Trouble Reading .h5 files


I am using
scanpy version 1.7.0 with
h5py version 3.6.0

I am trying to read a file in .h5 format (as I understand this is the legacy format). Usually this is not a problem because I can usually read:

adata = sc.read_10x_h5('my_file.h5')
and then save

However this time I am unable to read the file and get the following error
Exception: File is missing one or more required datasets.

Surprisingly (for me) I am actually able to load the file with my version of h5py
f = h5py.File('../../utils/my_file.h5', 'r')
but I just cannot access the data (e.g. load it into anndata)

There is 1 key called “shoji” and I want to access the contents of the “Expression” database which can be done through

data = f['shoji']['Expression']

But then I have trouble loading this into anndata (perhaps because it is too big but maybe because something else is wrong? My kernal dies so there is no error I can share).

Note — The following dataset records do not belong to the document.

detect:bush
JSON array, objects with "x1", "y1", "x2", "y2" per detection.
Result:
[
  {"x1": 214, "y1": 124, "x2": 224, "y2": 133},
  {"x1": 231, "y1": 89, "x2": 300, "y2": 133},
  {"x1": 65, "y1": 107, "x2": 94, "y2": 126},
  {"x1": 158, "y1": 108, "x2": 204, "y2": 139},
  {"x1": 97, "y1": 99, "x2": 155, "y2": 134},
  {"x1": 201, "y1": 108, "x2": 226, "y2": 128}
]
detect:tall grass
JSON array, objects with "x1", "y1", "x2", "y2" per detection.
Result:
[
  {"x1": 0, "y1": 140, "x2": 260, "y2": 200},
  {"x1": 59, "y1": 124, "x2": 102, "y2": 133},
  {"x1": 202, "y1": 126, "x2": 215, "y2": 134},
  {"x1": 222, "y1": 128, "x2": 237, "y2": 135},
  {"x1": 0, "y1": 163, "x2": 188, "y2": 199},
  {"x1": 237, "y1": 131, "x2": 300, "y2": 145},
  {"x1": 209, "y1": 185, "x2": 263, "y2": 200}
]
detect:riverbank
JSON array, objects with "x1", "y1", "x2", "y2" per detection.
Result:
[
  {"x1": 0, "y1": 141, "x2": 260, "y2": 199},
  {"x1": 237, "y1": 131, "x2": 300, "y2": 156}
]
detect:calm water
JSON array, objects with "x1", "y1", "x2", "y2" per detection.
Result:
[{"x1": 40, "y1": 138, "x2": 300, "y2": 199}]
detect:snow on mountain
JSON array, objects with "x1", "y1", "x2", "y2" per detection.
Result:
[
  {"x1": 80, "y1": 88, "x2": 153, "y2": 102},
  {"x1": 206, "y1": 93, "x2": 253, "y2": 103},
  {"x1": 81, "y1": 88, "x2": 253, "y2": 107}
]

I’ve also attempted sc.read_hdf('my_file.h5', key='shoji')
but then I get a counterintuitive error
TypeError: Accessing a group is done with bytes or str, not <class 'tuple'>
Suggesting that the shoji argument is a tuple instead of a string. I figure it was just a bug of a deprecated function.

Anyway, can anyone shed some light on what is happening here? Or better yet, any ideas as to how I can read this file?


Hey @jjeang,

Does this .h5 file follow the expected structure for HDF5 files from 10x Genomics?

In case it’s a custom file, you should be able to read its contents with h5py and then use the data to construct an AnnData object. Is it something that you expect to fit in memory (you can see the dimensions without loading the dataset)?